Ovación

Central quedó en las intenciones

El canalla impresionó mejor pero falló mucho y terminó perdiendo en territorio jujeño. El Lobo pasó a ser el único líder del torneo.

Domingo 11 de Septiembre de 2011

No siempre querer es poder, claro que no. Si lo habrá sufrido anoche Central en carne propia, chocando contra su propia impotencia, sufriendo por desatenciones que le costaron carísimo y volviéndose con las manos vacías, cuando tenía la punta en soledad al alcance de las manos, que dejó en las de Gimnasia, el sorprendido ganador de ayer. Es que el equipo de Pizzi hizo todo: lo bueno y lo malo. Pero no en un justo equilibrio como para llevarse algo de Jujuy. Entonces, dejó el invicto y la chance de llegar al próximo partido envalentonado. Aunque no sea para dramatizar, sí son llamados que deben ser atendidos, porque en definitiva no hubo mala fortuna ni nada de eso en el 0-2 final.
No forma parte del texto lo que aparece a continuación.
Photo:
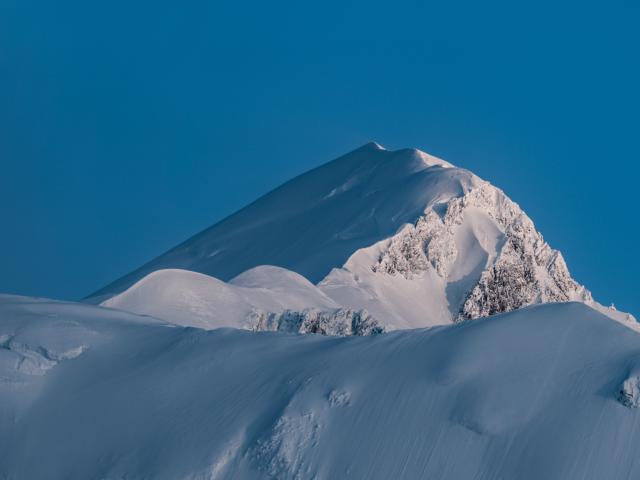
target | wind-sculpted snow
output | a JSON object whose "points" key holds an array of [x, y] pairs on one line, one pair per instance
{"points": [[316, 221], [408, 237], [531, 394]]}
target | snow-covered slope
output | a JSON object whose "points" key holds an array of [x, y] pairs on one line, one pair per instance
{"points": [[410, 238], [197, 300], [543, 392]]}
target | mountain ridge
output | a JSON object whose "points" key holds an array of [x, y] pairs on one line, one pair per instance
{"points": [[407, 236]]}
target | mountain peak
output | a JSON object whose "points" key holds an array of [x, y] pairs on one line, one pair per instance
{"points": [[401, 233]]}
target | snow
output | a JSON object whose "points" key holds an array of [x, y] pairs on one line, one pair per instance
{"points": [[193, 299], [528, 394], [316, 221], [407, 236]]}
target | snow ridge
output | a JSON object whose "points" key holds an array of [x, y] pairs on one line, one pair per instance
{"points": [[339, 322]]}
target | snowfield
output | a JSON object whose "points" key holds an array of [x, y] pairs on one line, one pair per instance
{"points": [[384, 316], [545, 392], [406, 237]]}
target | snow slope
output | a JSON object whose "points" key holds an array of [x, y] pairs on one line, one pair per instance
{"points": [[318, 220], [408, 237], [542, 392], [197, 300]]}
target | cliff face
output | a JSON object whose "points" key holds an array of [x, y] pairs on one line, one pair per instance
{"points": [[515, 267]]}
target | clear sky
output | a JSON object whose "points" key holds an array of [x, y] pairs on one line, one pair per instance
{"points": [[127, 126]]}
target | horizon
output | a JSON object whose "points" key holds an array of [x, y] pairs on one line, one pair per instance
{"points": [[118, 147]]}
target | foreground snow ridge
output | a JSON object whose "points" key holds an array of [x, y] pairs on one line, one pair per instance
{"points": [[541, 392]]}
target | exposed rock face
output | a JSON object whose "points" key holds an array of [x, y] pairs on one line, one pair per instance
{"points": [[629, 394], [339, 322], [522, 270]]}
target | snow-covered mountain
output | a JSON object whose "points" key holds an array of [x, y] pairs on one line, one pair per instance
{"points": [[149, 383], [545, 392], [406, 237]]}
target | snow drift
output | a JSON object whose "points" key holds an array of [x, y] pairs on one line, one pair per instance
{"points": [[89, 392], [406, 236]]}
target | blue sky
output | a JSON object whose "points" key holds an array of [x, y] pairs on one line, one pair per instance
{"points": [[125, 127]]}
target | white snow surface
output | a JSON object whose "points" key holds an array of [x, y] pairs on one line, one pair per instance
{"points": [[197, 300], [544, 392], [406, 236]]}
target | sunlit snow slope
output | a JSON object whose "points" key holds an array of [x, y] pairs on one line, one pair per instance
{"points": [[407, 237], [88, 392]]}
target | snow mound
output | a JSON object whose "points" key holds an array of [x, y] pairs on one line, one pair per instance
{"points": [[407, 236], [339, 322], [528, 394], [193, 299]]}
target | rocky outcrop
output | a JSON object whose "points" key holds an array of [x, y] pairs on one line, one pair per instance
{"points": [[524, 270], [339, 322]]}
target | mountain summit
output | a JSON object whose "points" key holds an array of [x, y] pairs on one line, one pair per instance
{"points": [[405, 235]]}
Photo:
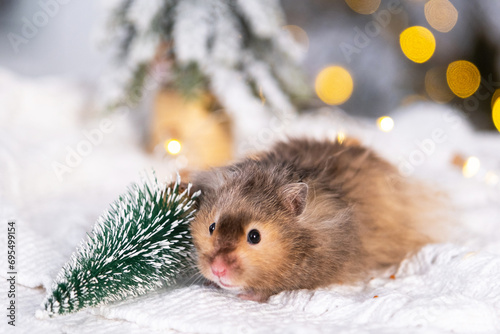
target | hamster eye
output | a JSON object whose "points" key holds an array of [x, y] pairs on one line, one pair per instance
{"points": [[253, 237]]}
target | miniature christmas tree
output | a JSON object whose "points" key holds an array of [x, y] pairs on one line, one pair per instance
{"points": [[140, 244]]}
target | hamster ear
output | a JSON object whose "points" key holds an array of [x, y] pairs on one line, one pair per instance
{"points": [[295, 197]]}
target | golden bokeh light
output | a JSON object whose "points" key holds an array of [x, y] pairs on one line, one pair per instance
{"points": [[496, 114], [441, 15], [471, 167], [299, 35], [495, 97], [463, 78], [364, 6], [385, 123], [417, 43], [173, 146], [436, 85], [334, 85]]}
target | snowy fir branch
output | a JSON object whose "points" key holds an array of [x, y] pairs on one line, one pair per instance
{"points": [[236, 49], [142, 242]]}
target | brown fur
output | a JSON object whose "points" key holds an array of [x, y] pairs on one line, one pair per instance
{"points": [[356, 214]]}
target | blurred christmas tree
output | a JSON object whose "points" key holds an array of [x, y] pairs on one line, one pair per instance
{"points": [[235, 50]]}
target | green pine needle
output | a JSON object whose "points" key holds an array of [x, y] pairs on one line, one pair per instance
{"points": [[142, 242]]}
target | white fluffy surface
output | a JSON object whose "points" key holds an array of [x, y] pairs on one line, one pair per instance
{"points": [[450, 287]]}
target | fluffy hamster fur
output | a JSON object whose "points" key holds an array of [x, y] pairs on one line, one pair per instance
{"points": [[326, 212]]}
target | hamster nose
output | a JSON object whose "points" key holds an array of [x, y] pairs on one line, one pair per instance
{"points": [[218, 267]]}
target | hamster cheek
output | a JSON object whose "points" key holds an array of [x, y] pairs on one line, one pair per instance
{"points": [[262, 263]]}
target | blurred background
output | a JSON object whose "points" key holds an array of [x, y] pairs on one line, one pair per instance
{"points": [[200, 82]]}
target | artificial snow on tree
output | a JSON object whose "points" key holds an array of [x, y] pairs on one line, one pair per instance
{"points": [[235, 49], [142, 242]]}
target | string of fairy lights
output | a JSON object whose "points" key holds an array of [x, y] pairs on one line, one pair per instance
{"points": [[334, 84]]}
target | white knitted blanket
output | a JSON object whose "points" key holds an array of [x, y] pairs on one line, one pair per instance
{"points": [[452, 287]]}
Y esa aseveración se ajusta a lo que pasó en el 23 de Agosto, pese a que esos goles fueron de lo más extraños. Broun jamás pensó que Luna sacara semejante remate a los 39', pero un minuto antes ya había abortado el primer intento del Lobo en una contra feroz y la defensa seguía descuidada. Y cuando el propio delantero o mediapunta sólo tuvo que empujar la asistencia de Pirchio para definir el partido, no sólo el error del uruguayo Mozzo fue de lo más infantil, sino que Central ya hacía rato que daba signos de desconcentración en el retroceso.

Ese ítem defensivo sin dudas fue una de las causas de la derrota. Aunque le llegaron poco, Gimnasia lo hizo con cierta facilidad, ocupando los espacios que Central le dejaba en el medio, sobre todo porque Mozzo esta vez se mostró errático, al punto de dejarle la función de meterse entre los centrales a Alderete, que lo hizo un poco mejor en el complemento. Y lo poco que arrimó el Lobo hasta el 2-0 (después sí se animó más hasta el final), fue con peligro.

Pero si a Central no le fue mejor fue fundamentalmente porque perdió el norte donde se deciden los partidos: en el área rival. El equipo de Pizzi manejó la pelota de entrada y avanzó criteriosamente por derecha, donde Carrizo se mostraba incisivo y veloz, en sintonía con con Ferrari. Pero todo lo bueno que se gestaba terminaba en un último pase mal dado, en un centro demasiado largo o demasiado corto y, en última instancia, en un remate de gol sin punch, como el de Lombardi al final del primer tiempo, o la que le tapó Crivelli a Castillejos en el segundo, con ayuda del travesaño en dos ocasiones.

  Central también regaló su lateral izquierdo con la inclinación de Pizzi (ver “Cambió mucho...”) por el uruguayo Maximiliano Lombardi y dio una ventaja inestimable. ¿Qué hubiera pasado si Gimnasia además de mostrarse desconcertado para marcar a los derechos Carrizo-Ferrari, también hubiera tenido que lidiar con mayor presencia canalla por el otro costado? Nunca se sabrá.

  Tuvo Rosario Central chances claras, es cierto. Federico Crivelli estuvo mucho más preocupado que Jorge Fatu Broun, también es verdad. Pero no le alcanzó porque necesitó más profundidad arriba y más concentración abajo. No siempre es suficiente hacer el gasto ni parecer mejor. A veces, como anoche y ante rivales igual de encumbrados, se necesitaban algo más que buenas intenciones.